Un bacio tenero e dolce, fatto di sole labbra che si toccano appena, dura il tempo di un battito di ali ma è dirompente quanto una cascata che si schianta nella valle sottostante.
“Mi farai impazzire” sussurra sulle mie labbra prima di baciarmi ancora. La mano che reggeva insieme a me il vischio, scivola lungo il mio braccio, giù oltre l’ascella e scende lungo le costole per poi deviare sulla mia schiena per stringermi a lui con possesso. Le labbra assaporano con calma le mie, quando entrambi le schiudiamo un po’, gli sento fare un sospiro beato. Con gentilezza approfondisce quei tocchi fra le nostre lingue e quando le mie mani finiscono sul suo collo, per tenerlo attaccato a me, ci allontana dal muro per sedersi sul letto e porta me cavalcioni su di lui.
In quel momento sentiamo un boato provenire dalla strada, ci stacchiamo e ci guardiamo increduli, mentre lui poggia la testa sulla mia spalla e sconsolato “Non ci credo, mi hanno seguito…”
“Certo, cosa ti aspettavi, c’è la regina delle pettegole in Giappone, ma in Germania non ci sta mai?” poi mi ricordo un pettegolezzo “E lo sai che si è preso una sbandata per la piccola Hyuga?”
Alza la testa e con un po’ di imbarazzo “Non pensiamoci adesso, almeno fino a quando non rischierà di morire per mano del grande Hyuga, invece…”
“Invece Yoshiko mi ha detto che con Matsuyama…” mi zittisce con un dito sulle mie labbra senza riuscire a frenarmi "Non sai lo scoop? Hyuga ha conosciuto i genitori di Maki..." preme con più forza quel suo dito e prende qualcosa dalla tasca della giacca affermando “E’ per te, sono rimasto un giorno in più anche per questo. Non sarò qui il 14 marzo e volevo…”
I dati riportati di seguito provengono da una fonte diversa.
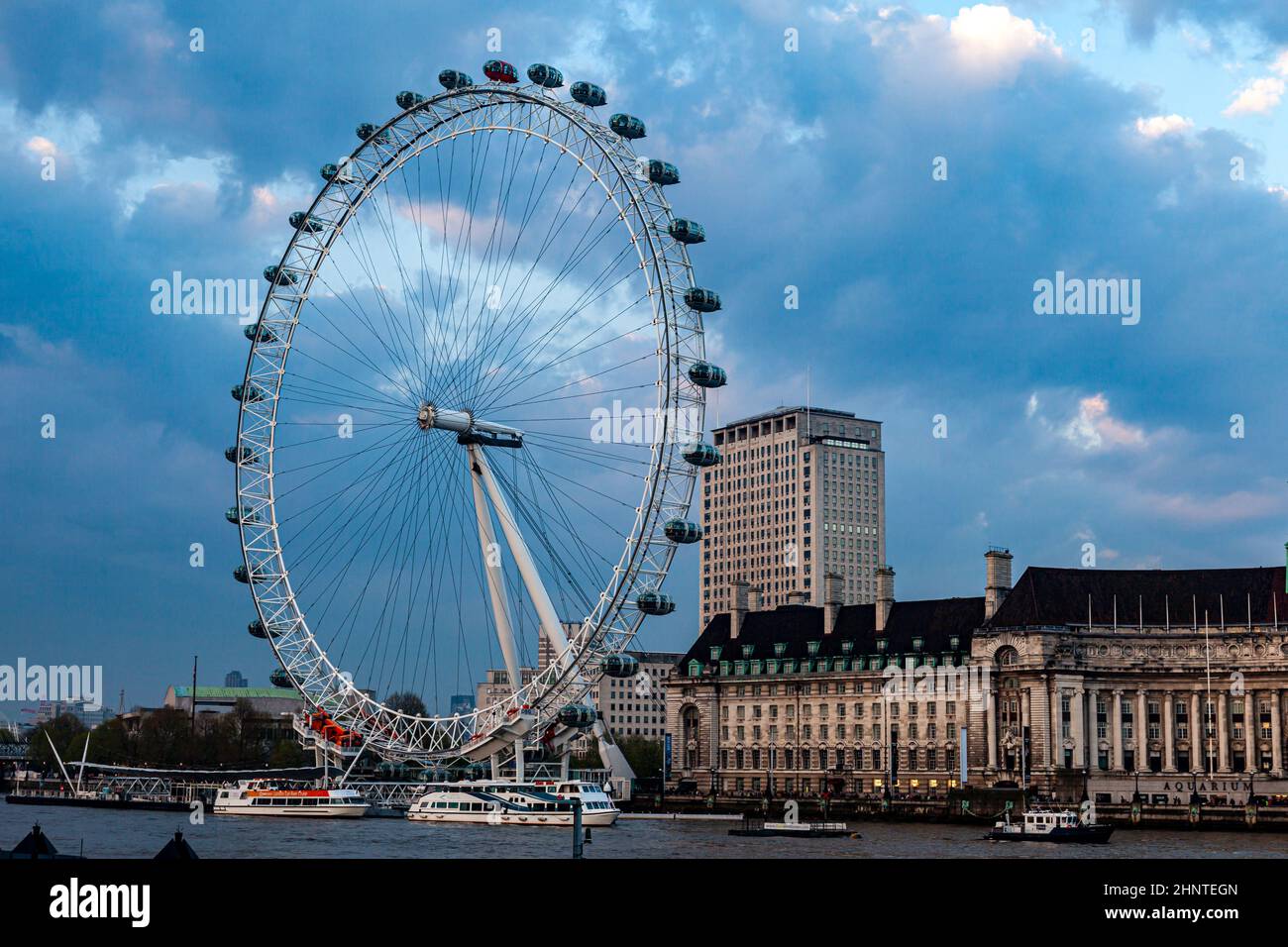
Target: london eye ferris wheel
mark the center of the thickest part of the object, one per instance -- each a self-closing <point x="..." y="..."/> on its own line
<point x="472" y="416"/>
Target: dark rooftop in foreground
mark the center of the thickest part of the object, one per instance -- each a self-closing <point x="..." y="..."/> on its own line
<point x="935" y="621"/>
<point x="1150" y="596"/>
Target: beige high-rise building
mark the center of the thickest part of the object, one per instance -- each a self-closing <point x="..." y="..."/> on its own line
<point x="799" y="492"/>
E’ una scultura di cioccolato bianco, un fantomatico calciatore con un pallone sotto il piede e il numero 10 sulle spalle.
“Questo per dirmi che da ora in poi ti posso mangiare?”
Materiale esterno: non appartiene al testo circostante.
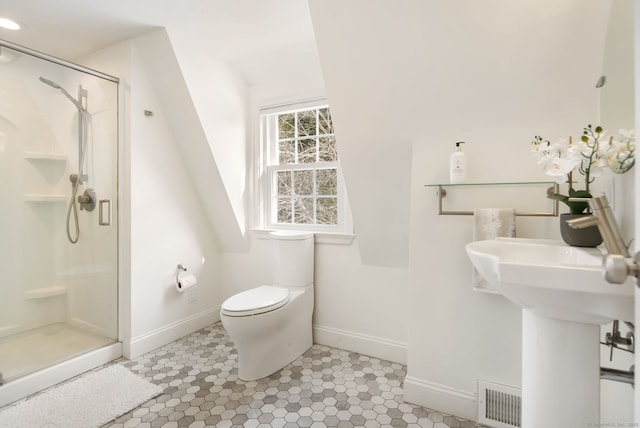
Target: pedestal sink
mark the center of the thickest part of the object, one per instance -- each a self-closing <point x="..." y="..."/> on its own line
<point x="565" y="299"/>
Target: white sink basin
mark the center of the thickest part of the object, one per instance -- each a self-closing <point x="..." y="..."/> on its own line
<point x="553" y="279"/>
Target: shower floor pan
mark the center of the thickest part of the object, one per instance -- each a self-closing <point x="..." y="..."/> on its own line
<point x="33" y="350"/>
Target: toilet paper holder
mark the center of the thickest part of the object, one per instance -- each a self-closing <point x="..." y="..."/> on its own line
<point x="181" y="269"/>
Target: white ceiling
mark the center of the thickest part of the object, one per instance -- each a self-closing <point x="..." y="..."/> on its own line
<point x="262" y="40"/>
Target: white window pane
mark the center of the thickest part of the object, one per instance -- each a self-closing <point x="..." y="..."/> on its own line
<point x="325" y="126"/>
<point x="283" y="210"/>
<point x="303" y="182"/>
<point x="327" y="151"/>
<point x="286" y="126"/>
<point x="284" y="183"/>
<point x="306" y="123"/>
<point x="303" y="211"/>
<point x="327" y="182"/>
<point x="307" y="150"/>
<point x="286" y="152"/>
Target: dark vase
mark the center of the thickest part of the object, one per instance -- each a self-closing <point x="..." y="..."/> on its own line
<point x="587" y="237"/>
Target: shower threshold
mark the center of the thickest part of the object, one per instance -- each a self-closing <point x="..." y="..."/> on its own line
<point x="33" y="350"/>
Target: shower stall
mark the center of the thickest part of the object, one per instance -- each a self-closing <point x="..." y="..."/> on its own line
<point x="58" y="217"/>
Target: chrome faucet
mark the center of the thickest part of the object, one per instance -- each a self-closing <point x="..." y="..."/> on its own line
<point x="604" y="218"/>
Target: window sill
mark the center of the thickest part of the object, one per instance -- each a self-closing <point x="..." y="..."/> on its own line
<point x="331" y="238"/>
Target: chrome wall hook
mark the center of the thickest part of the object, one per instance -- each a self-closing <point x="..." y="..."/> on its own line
<point x="181" y="269"/>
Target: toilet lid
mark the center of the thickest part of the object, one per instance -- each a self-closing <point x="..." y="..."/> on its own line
<point x="256" y="301"/>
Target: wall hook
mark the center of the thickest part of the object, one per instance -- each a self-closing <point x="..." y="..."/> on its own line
<point x="181" y="269"/>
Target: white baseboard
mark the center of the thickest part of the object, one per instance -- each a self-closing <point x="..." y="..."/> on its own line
<point x="137" y="346"/>
<point x="441" y="397"/>
<point x="368" y="345"/>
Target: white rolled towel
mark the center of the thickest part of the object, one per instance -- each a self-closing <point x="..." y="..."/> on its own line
<point x="491" y="223"/>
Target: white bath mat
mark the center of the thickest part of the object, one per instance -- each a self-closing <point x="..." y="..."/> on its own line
<point x="89" y="401"/>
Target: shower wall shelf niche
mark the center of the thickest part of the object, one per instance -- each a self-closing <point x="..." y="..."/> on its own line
<point x="443" y="188"/>
<point x="44" y="198"/>
<point x="44" y="292"/>
<point x="52" y="157"/>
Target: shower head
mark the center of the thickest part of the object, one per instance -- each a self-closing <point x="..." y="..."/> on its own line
<point x="61" y="89"/>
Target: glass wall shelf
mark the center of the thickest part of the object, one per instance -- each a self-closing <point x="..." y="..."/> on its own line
<point x="553" y="188"/>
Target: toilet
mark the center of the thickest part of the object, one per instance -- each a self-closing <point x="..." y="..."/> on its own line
<point x="270" y="325"/>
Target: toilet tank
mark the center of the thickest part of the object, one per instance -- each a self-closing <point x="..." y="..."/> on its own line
<point x="292" y="258"/>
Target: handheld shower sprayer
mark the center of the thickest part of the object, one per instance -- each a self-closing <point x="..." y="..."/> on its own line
<point x="66" y="94"/>
<point x="87" y="199"/>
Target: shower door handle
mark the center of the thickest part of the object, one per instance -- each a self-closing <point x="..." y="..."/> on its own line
<point x="104" y="212"/>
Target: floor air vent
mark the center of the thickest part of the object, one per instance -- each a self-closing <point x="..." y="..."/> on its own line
<point x="499" y="406"/>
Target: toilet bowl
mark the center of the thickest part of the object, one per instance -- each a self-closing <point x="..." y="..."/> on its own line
<point x="270" y="325"/>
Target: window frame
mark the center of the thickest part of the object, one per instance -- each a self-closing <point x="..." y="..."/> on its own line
<point x="269" y="166"/>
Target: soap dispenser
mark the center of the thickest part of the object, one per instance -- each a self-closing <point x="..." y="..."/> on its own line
<point x="458" y="165"/>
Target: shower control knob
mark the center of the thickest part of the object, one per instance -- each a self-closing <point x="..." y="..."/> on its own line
<point x="617" y="269"/>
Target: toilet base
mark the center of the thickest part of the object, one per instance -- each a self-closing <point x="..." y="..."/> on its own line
<point x="268" y="342"/>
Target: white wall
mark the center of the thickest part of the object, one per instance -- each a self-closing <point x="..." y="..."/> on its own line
<point x="161" y="215"/>
<point x="359" y="306"/>
<point x="428" y="74"/>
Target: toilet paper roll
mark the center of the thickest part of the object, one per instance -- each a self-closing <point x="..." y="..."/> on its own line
<point x="186" y="281"/>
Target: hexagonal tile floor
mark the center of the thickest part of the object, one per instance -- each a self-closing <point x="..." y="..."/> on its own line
<point x="325" y="387"/>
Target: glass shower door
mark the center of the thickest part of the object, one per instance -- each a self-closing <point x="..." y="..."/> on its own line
<point x="58" y="222"/>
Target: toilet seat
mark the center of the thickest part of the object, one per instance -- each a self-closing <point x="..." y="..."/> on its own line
<point x="256" y="301"/>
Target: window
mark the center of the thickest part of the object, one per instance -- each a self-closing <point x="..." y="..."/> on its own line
<point x="302" y="181"/>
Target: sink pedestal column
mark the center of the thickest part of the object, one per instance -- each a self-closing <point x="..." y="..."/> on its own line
<point x="560" y="373"/>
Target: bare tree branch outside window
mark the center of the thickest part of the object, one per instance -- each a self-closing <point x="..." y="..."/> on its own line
<point x="307" y="193"/>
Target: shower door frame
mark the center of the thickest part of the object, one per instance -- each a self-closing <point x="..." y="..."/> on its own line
<point x="49" y="376"/>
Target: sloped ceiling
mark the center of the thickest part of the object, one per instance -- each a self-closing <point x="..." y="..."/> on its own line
<point x="400" y="73"/>
<point x="264" y="41"/>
Si porta una mano dietro la testa e con un leggero imbarazzo “Se vuoi.”
In strada quei cretini continuano ad urlare, scoppiamo a ridere e decidiamo che non abbiamo voglia di sentire le loro battutine, quindi li ignoriamo creando la nostra bolla d’amore.
 
 
 
 N.B. GRAZIE A CHI HA SEGUITO CON AFFETTO QUESTA PICCOLA RACCOLTA DI ONE.